No one can hear you cream.

While the horror ambience building routinely lacks subtlety and nuance ("I don't want to die" scrawled on the wall in blood is such a cliché it has the opposite of the intended effect), the AI design of Dead Space 2's enemies is nothing short of frightful.

The stalkers stand out as particularly fearsome creatures. These jaundiced quadrupeds dart from pillar to post, peering at you around a corner with one feral eye before leaping at breakneck speed to break your neck. In these moments Isaac's non-weapon based abilities become keys to survival, lending combat a distinguished, thoughtful edge.

Once again Dead Space 2's style benefits from a HUD integrated into the world. Isaac's health bar is rendered in lights on the back of his suit. Guns display their ammo total in blue holograms beamed from the shaft of the weapon, eliminating the need for on-screen furniture.

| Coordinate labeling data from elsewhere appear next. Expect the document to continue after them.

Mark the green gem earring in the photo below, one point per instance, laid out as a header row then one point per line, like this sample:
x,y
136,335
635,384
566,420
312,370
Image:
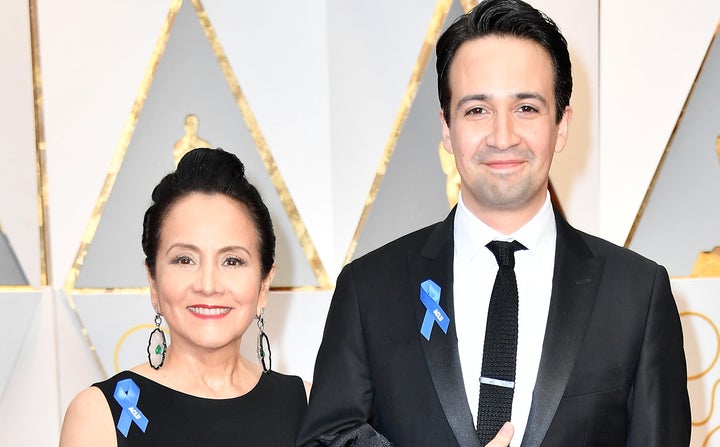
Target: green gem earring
x,y
157,345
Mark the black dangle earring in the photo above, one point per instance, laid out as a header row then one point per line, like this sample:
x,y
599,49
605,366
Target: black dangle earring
x,y
157,345
263,349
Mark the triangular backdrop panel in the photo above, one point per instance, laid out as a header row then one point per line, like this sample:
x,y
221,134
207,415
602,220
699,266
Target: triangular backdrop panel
x,y
11,273
681,218
188,80
15,326
412,192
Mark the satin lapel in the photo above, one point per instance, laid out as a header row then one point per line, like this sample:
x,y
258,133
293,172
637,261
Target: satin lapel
x,y
575,282
441,354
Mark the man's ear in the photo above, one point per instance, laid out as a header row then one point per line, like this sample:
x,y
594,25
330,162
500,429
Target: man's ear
x,y
563,129
445,133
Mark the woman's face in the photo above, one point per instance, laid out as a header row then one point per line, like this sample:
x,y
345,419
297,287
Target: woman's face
x,y
208,283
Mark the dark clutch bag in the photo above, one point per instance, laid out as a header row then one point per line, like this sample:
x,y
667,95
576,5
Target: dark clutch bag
x,y
361,436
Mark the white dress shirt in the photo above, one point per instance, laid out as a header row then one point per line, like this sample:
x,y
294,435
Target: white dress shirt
x,y
475,268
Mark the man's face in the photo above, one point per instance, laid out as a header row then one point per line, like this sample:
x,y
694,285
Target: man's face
x,y
503,130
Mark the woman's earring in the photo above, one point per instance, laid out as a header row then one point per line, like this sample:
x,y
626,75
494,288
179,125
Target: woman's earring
x,y
157,346
263,349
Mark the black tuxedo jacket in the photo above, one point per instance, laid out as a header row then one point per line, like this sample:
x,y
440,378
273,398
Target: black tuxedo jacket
x,y
612,371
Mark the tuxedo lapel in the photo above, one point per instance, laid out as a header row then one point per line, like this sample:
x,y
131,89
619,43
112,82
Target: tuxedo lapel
x,y
435,262
575,282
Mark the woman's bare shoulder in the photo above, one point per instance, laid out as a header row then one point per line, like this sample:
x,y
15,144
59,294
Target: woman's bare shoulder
x,y
88,421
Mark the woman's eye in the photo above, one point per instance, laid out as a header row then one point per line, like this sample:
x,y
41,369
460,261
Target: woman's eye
x,y
234,262
182,260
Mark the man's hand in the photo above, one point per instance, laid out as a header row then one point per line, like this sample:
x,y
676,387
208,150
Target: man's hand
x,y
504,436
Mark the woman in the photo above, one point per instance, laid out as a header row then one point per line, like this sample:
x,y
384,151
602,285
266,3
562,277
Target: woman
x,y
209,247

Nevertheless, the move from space ship to space station for this sequel has had less of an effect on the experience than you might expect. The game primarily consists of a series of dark rooms, interconnected by dingy corridors or shafts through which you must crawl.

The Sprawl allows Visceral's environment artists chance to explore new types of area, from the stained glass walls of a high ceilinged church and the warm breeziness of a tube station to the Mass Effect-esque space vistas seen through the occasional window. However, the ambience is consistent with what has gone before.

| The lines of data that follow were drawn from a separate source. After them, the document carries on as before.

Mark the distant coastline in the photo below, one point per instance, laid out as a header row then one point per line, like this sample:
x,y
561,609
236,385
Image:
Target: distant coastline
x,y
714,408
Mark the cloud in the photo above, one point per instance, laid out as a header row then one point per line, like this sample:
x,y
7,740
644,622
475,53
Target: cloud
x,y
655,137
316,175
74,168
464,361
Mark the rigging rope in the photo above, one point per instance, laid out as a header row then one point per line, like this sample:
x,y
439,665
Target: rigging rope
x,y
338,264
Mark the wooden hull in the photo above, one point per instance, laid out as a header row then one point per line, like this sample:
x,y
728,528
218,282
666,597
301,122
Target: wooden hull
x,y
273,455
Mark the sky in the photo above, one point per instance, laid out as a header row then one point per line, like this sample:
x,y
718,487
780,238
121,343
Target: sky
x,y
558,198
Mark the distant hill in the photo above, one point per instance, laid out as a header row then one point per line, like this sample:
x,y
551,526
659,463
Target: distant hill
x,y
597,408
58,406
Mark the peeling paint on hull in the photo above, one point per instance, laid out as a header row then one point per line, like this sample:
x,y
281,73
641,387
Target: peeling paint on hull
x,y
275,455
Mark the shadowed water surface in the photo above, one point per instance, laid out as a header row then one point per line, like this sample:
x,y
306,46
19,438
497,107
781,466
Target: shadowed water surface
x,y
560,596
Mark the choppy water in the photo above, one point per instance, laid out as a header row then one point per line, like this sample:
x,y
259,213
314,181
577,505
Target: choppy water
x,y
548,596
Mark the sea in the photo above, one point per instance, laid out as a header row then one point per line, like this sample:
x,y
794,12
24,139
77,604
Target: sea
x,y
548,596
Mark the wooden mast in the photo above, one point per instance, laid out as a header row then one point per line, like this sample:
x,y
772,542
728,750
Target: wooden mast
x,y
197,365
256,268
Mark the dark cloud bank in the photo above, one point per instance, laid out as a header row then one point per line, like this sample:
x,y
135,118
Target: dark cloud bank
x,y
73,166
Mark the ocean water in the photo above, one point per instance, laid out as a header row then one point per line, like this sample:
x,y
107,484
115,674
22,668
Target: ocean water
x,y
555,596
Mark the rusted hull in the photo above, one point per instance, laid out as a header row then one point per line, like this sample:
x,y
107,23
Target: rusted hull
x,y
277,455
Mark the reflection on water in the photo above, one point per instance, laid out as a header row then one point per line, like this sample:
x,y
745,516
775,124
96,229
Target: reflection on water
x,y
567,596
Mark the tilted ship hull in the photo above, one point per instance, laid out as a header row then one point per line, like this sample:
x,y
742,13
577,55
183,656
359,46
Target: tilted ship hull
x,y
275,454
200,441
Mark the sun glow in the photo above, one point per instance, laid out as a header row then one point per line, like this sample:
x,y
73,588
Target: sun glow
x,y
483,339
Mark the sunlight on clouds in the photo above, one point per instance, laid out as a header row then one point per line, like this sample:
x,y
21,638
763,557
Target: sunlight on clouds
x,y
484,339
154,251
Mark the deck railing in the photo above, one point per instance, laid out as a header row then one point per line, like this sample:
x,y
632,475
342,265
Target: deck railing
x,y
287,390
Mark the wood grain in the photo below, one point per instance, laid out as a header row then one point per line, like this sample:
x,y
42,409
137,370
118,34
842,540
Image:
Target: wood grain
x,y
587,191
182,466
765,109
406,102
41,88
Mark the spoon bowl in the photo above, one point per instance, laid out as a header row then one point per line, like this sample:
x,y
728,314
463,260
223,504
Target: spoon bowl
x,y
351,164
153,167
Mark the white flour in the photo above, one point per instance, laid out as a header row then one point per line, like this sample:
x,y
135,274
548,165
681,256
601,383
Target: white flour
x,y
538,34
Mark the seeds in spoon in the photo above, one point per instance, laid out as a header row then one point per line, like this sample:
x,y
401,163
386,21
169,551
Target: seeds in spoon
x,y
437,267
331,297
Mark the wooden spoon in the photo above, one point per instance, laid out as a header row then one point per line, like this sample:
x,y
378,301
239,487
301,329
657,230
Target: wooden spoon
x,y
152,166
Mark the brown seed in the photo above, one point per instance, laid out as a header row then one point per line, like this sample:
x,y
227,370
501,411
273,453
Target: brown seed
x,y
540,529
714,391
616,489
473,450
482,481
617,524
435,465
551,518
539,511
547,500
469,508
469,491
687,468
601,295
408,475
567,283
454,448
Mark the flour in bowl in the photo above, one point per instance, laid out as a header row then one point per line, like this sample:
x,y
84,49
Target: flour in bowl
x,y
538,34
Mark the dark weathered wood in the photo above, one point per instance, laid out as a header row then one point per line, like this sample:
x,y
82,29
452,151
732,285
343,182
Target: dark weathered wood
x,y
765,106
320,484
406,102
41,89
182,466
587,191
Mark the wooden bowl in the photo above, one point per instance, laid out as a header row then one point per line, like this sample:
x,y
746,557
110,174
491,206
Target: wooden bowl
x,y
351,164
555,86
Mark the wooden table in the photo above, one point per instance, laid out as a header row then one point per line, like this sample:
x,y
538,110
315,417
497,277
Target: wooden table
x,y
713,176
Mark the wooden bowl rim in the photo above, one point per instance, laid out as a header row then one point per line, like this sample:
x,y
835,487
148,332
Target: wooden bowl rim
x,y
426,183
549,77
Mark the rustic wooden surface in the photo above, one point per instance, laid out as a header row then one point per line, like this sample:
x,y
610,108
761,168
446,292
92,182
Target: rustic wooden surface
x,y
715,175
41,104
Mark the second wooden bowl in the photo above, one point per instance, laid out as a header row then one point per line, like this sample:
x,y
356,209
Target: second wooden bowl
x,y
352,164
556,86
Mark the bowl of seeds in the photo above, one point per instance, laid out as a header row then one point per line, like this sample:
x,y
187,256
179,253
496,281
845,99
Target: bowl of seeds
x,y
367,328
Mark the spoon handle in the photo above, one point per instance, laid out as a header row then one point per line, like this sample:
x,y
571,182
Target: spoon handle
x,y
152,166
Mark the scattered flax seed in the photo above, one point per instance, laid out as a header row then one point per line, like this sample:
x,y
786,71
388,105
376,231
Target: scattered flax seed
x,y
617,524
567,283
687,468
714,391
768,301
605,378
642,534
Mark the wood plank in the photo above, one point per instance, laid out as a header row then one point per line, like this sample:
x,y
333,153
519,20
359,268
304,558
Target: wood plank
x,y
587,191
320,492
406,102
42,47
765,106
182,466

Use kinesis to fire dismembered limbs back at broken enemies or to haul trapdoors off corridors.

Two economies exist within Dead Space 2's world. Currency is used to purchase new weapons (added to the shops' inventory when you stomp the relevant schematic from a crate), ammo and med packs. Nodes, meanwhile, are used to upgrade your equipment or gain access to item-rich 'secure unit' side-rooms.

Each weapon has its own tech tree, a set of upgrade nodes to improve reload times, ammo capacity, or damage efficiency, which can be advanced at a cost of one node per upgrade. The choice then, is whether to spend all of your nodes on a single gun to create a super weapon early on, or to spread your nodes evenly across your inventory - increasing your power at a slow but universal rate.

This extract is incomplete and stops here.